La Cartoucherie, un lieu théâtral
Notice
Reportage sur l'installation du Théâtre du Soleil à la Cartoucherie de Vincennes : travaux d'aménagement et de réhabilitation pour transformer le lieu en salle de spectacle, avec des entretiens des membres de la troupe.
Éclairage
Si le Théâtre du Soleil possède sa propre identité, son installation à la Cartoucherie de Vincennes à l'hiver 1970 reflète les changements qui animent non seulement le milieu théâtral mais aussi la société française des années soixante et soixante-dix. En outre, son implantation devient le déclencheur pour d'autres troupes qui décident également de s'y installer, créant ainsi un ensemble théâtral.
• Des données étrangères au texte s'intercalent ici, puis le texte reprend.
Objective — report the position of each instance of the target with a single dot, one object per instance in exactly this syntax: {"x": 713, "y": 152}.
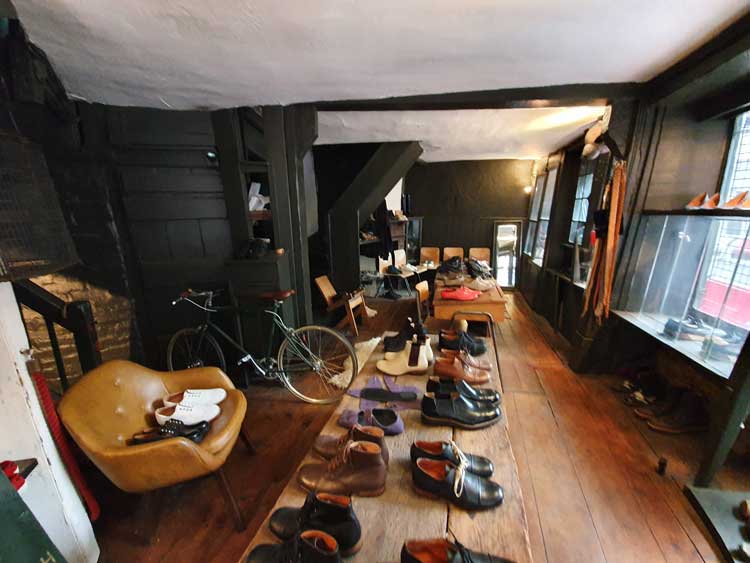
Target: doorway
{"x": 506, "y": 251}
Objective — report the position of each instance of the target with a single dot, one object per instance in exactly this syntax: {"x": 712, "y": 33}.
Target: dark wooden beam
{"x": 387, "y": 166}
{"x": 731, "y": 42}
{"x": 290, "y": 132}
{"x": 537, "y": 97}
{"x": 228, "y": 138}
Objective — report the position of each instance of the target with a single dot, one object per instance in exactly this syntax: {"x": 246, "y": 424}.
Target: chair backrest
{"x": 423, "y": 296}
{"x": 480, "y": 254}
{"x": 451, "y": 251}
{"x": 429, "y": 253}
{"x": 327, "y": 290}
{"x": 111, "y": 403}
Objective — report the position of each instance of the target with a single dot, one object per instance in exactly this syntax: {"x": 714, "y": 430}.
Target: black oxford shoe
{"x": 446, "y": 387}
{"x": 458, "y": 411}
{"x": 332, "y": 514}
{"x": 312, "y": 546}
{"x": 441, "y": 479}
{"x": 442, "y": 551}
{"x": 449, "y": 451}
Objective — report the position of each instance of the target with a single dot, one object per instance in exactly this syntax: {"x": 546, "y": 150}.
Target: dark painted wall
{"x": 460, "y": 200}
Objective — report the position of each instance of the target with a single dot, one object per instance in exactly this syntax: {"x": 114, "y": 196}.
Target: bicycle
{"x": 315, "y": 363}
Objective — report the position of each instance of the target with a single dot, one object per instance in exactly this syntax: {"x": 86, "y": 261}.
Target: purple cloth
{"x": 386, "y": 419}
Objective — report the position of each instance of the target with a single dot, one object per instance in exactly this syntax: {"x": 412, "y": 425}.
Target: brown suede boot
{"x": 358, "y": 469}
{"x": 328, "y": 446}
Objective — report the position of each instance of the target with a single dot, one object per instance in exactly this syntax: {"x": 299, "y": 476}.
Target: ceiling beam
{"x": 512, "y": 98}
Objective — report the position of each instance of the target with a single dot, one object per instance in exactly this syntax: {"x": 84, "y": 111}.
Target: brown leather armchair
{"x": 117, "y": 399}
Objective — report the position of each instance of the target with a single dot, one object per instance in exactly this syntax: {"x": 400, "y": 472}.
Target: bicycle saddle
{"x": 277, "y": 295}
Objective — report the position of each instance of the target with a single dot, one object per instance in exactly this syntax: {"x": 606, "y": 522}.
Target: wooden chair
{"x": 480, "y": 254}
{"x": 450, "y": 252}
{"x": 422, "y": 297}
{"x": 429, "y": 253}
{"x": 400, "y": 256}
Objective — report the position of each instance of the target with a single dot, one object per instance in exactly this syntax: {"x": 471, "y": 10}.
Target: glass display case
{"x": 689, "y": 285}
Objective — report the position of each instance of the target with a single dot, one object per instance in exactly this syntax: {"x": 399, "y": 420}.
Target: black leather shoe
{"x": 396, "y": 343}
{"x": 332, "y": 514}
{"x": 441, "y": 479}
{"x": 462, "y": 341}
{"x": 444, "y": 387}
{"x": 458, "y": 411}
{"x": 312, "y": 546}
{"x": 449, "y": 451}
{"x": 442, "y": 551}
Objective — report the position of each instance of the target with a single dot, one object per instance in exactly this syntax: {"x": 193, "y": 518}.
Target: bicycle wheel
{"x": 317, "y": 364}
{"x": 193, "y": 348}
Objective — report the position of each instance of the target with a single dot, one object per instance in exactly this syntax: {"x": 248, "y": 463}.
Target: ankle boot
{"x": 328, "y": 446}
{"x": 358, "y": 469}
{"x": 332, "y": 514}
{"x": 412, "y": 359}
{"x": 312, "y": 546}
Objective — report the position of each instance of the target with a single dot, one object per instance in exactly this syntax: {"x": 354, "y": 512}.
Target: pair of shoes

Il s'agit d'un événement important du théâtre contemporain.
Au début des années soixante-dix, la Cartoucherie de Vincennes est un site d'entrepôts en ruines, abandonné par l'armée. Il est destiné à être rasé, la ville de Paris souhaitant transformer la base militaire en Parc Floral. Toutefois, la Cartoucherie attire l'attention et plusieurs artistes sont sollicités pour faire du lieu un espace culturel (Jean-Louis Barrault, Lazini, Costa Gavras ou Maurice Béjart). Finalement, c'est le Théâtre du Soleil qui investit les lieux à son retour d'Italie où il vient de créer 1789. N'ayant trouvé aucun espace adéquat pour les représentations de son spectacle, la ville de Paris lui accorde un bail de location pour une durée de trois ans.
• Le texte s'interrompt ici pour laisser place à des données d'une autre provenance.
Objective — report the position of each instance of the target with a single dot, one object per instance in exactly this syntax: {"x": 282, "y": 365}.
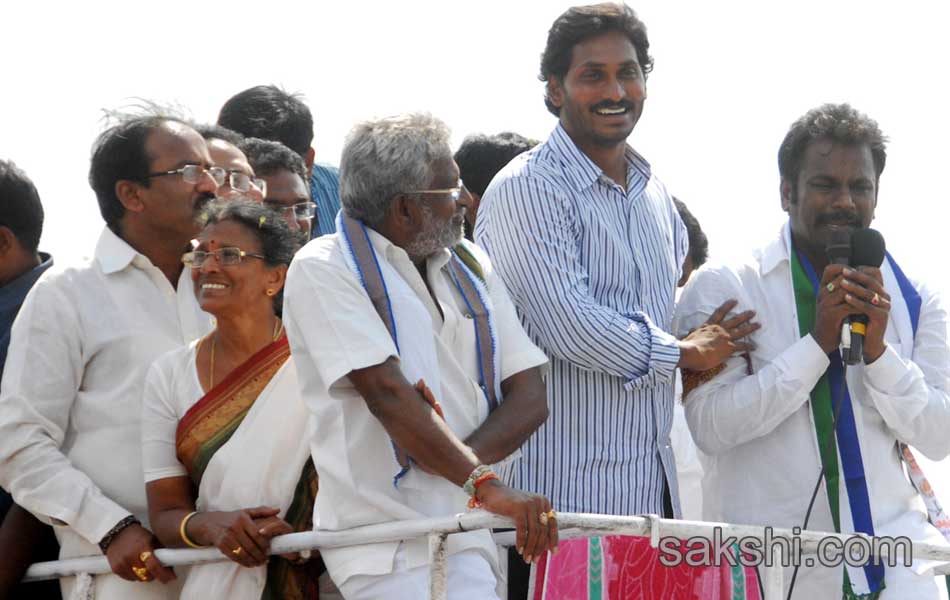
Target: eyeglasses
{"x": 453, "y": 193}
{"x": 226, "y": 257}
{"x": 193, "y": 173}
{"x": 242, "y": 182}
{"x": 239, "y": 181}
{"x": 299, "y": 211}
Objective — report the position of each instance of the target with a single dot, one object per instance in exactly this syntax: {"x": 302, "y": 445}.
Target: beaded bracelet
{"x": 473, "y": 501}
{"x": 469, "y": 486}
{"x": 184, "y": 534}
{"x": 108, "y": 538}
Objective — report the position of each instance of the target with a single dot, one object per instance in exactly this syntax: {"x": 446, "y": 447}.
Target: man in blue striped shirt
{"x": 589, "y": 243}
{"x": 268, "y": 112}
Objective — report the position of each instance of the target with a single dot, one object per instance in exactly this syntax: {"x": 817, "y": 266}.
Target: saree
{"x": 245, "y": 443}
{"x": 626, "y": 567}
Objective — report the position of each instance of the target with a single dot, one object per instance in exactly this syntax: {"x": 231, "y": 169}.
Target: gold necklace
{"x": 278, "y": 329}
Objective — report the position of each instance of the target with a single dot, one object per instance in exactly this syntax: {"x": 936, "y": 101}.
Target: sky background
{"x": 729, "y": 79}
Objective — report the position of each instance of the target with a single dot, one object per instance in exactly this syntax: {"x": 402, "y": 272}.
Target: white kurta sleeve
{"x": 331, "y": 323}
{"x": 41, "y": 380}
{"x": 912, "y": 395}
{"x": 160, "y": 421}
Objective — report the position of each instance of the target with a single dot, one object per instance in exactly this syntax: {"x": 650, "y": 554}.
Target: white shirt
{"x": 171, "y": 388}
{"x": 333, "y": 330}
{"x": 757, "y": 431}
{"x": 71, "y": 401}
{"x": 689, "y": 468}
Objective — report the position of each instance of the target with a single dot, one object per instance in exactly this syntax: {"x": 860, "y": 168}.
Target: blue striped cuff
{"x": 663, "y": 354}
Dans cet intervalle de quelques années, ce lieu alors inconnu est successivement investi par cinq compagnie qui s'y implantent, construisant des théâtres et des espaces de travail. Sous l'impulsion du Théâtre du Soleil, Jean-Marie Serreau décide d'y créer le théâtre de la Tempête. Parallèlement le Théâtre de l'Aquarium récupère le bâtiment qui sert d'entrepôt aux décors de Jean-Louis Barrault. Suivront l'Atelier du Chaudron (1972) qui devient le Théâtre du Chaudron (1992) et le Théâtre de l'Epée de Bois (1980).
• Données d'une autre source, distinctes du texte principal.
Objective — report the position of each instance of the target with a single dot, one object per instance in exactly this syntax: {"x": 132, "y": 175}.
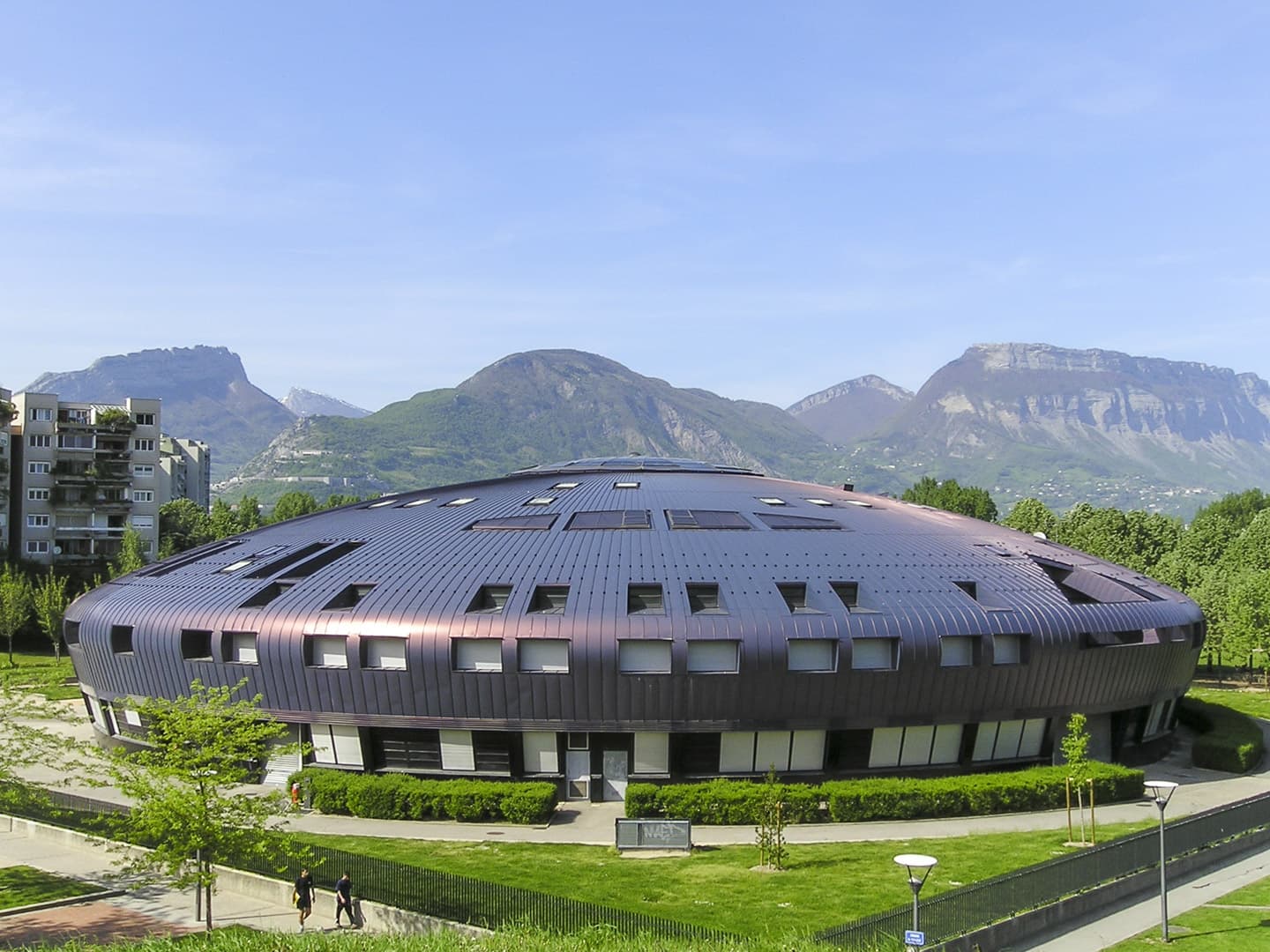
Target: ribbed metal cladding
{"x": 426, "y": 566}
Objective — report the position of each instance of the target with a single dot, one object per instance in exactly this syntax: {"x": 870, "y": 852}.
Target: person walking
{"x": 344, "y": 899}
{"x": 303, "y": 896}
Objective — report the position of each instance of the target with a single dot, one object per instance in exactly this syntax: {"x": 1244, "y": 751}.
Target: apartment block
{"x": 6, "y": 414}
{"x": 83, "y": 472}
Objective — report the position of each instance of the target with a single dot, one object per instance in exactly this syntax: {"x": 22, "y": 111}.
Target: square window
{"x": 489, "y": 599}
{"x": 714, "y": 657}
{"x": 811, "y": 654}
{"x": 643, "y": 657}
{"x": 549, "y": 599}
{"x": 478, "y": 654}
{"x": 544, "y": 655}
{"x": 196, "y": 645}
{"x": 384, "y": 654}
{"x": 325, "y": 651}
{"x": 875, "y": 654}
{"x": 704, "y": 598}
{"x": 644, "y": 599}
{"x": 121, "y": 639}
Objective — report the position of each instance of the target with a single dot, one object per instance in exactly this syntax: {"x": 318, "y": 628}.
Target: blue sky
{"x": 762, "y": 199}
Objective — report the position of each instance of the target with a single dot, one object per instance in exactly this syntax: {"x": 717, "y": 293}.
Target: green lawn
{"x": 1217, "y": 926}
{"x": 40, "y": 674}
{"x": 823, "y": 885}
{"x": 1254, "y": 703}
{"x": 23, "y": 885}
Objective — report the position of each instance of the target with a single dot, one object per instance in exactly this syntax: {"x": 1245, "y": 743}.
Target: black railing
{"x": 427, "y": 891}
{"x": 966, "y": 909}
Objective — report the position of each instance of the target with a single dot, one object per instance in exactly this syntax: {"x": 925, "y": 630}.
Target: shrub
{"x": 1229, "y": 740}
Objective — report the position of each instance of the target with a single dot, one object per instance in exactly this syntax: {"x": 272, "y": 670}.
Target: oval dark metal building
{"x": 605, "y": 620}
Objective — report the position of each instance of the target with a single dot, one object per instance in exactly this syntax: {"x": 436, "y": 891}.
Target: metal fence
{"x": 427, "y": 891}
{"x": 961, "y": 911}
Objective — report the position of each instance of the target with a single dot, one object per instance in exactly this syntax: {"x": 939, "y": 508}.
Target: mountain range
{"x": 1018, "y": 419}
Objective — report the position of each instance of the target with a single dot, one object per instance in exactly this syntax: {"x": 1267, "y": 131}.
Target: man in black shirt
{"x": 303, "y": 896}
{"x": 344, "y": 899}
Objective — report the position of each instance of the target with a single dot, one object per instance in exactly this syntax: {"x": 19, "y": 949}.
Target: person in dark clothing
{"x": 303, "y": 896}
{"x": 344, "y": 899}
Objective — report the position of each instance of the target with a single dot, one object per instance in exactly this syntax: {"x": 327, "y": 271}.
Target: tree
{"x": 131, "y": 556}
{"x": 292, "y": 504}
{"x": 49, "y": 600}
{"x": 1032, "y": 516}
{"x": 183, "y": 524}
{"x": 14, "y": 605}
{"x": 952, "y": 496}
{"x": 201, "y": 747}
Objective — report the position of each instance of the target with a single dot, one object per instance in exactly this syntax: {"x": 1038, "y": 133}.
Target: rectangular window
{"x": 1009, "y": 649}
{"x": 456, "y": 750}
{"x": 242, "y": 646}
{"x": 384, "y": 652}
{"x": 544, "y": 655}
{"x": 874, "y": 654}
{"x": 338, "y": 744}
{"x": 121, "y": 639}
{"x": 542, "y": 752}
{"x": 326, "y": 651}
{"x": 811, "y": 654}
{"x": 958, "y": 651}
{"x": 549, "y": 599}
{"x": 704, "y": 598}
{"x": 644, "y": 598}
{"x": 652, "y": 753}
{"x": 196, "y": 645}
{"x": 478, "y": 654}
{"x": 643, "y": 657}
{"x": 489, "y": 599}
{"x": 714, "y": 657}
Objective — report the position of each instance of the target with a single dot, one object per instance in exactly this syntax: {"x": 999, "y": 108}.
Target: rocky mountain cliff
{"x": 206, "y": 395}
{"x": 533, "y": 407}
{"x": 851, "y": 410}
{"x": 1034, "y": 419}
{"x": 306, "y": 403}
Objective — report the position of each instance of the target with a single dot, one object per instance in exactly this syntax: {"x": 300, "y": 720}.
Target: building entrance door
{"x": 615, "y": 775}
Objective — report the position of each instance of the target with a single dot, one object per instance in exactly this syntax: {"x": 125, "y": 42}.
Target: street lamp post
{"x": 1161, "y": 791}
{"x": 918, "y": 867}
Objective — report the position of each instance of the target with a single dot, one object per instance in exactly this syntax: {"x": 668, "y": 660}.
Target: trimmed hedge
{"x": 1227, "y": 740}
{"x": 724, "y": 802}
{"x": 398, "y": 796}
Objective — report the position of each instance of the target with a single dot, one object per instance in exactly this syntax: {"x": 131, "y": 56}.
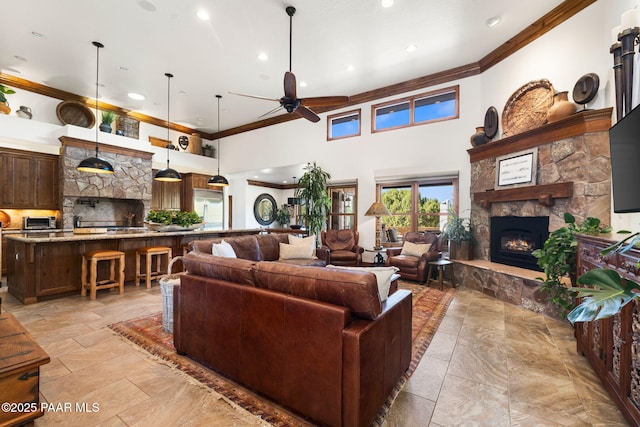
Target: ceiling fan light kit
{"x": 168, "y": 174}
{"x": 96, "y": 164}
{"x": 290, "y": 102}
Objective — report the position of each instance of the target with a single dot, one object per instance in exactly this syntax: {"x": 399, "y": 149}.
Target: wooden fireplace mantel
{"x": 577, "y": 124}
{"x": 545, "y": 194}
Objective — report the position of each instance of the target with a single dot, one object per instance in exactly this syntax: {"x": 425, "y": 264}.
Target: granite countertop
{"x": 70, "y": 236}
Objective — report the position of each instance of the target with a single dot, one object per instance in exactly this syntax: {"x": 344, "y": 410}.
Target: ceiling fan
{"x": 290, "y": 101}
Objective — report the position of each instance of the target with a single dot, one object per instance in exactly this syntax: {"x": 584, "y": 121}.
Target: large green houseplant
{"x": 312, "y": 191}
{"x": 458, "y": 233}
{"x": 558, "y": 259}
Dans un premier temps et pour des troupes comme celle du Soleil et de l'Aquarium (toutes deux issues du théâtre universitaire des années soixante), l'implantation à la Cartoucherie de Vincennes relève d'une volonté de rupture à la fois artistique et idéologique. Il s'agit de faire du théâtre autrement, de sortir des conventions d'un théâtre qui serait sclérosé. Pour cela, les troupes refusent le théâtre à l'Italienne et cherchent de nouveaux espaces afin de pouvoir expérimenter de nouvelles formes et un autre répertoire. C'est le cas de 1789 par le Théâtre du Soleil, mais aussi de La Jeune lune tient la veille lune toute une nuit dans ses bras par le Théâtre de l'Aquarium. Pour toutes les compagnies présentes à la Cartoucherie, le théâtre est un lieu de rassemblement.
Si, les années passant, les différents théâtres sont souvent revenus à des formes plus conventionnelles, qui se traduisent dans un rapport scène/salle frontal, la majorité des théâtres continuent de s'occuper de dramaturgie contemporaine que ce soit par l'élaboration de spectacles collectifs ou la mise en scène d'auteurs dramatiques vivants.
Au final, « A l'écart des principes et des initiatives du Ministère de la Culture, la Cartoucherie a émergé envers et contre tout, a déclenché l'engouement du public, a marqué indéniablement l'histoire du théâtre contemporain et malgré l'usure du temps l'identité des cinq théâtres correspond toujours à celles de ses fondateurs. Conçue depuis ses débuts sur le mode autogestionnaire, la Cartoucherie organise de manière interne ses passations de pouvoirs sans que les tutelles ne puissent en décider autrement » [1]. A partir de 1985, les cinq lieux créent même L'Association des théâtres de la Cartoucherie afin de constituer une force commune face à ses interlocuteurs et notamment la Ville de Paris. Cela leur permet aussi de prendre des mesures communes concernant des travaux de voierie, d'aménagement de l'espace extérieur (parking, éclairage) et de la mise en place d'une navette. Ces mesures nécessaires pour continuer à accueillir un large public n'entament cependant en rien l'autonomie des différents projets artistiques.
[1] Joël Cramesnil, « Une aventure théâtrale en marge de l'institution : la Cartoucherie de Vincennes », in La Revue d'Histoire du théâtre, n° 200, 1998-4, p. 338.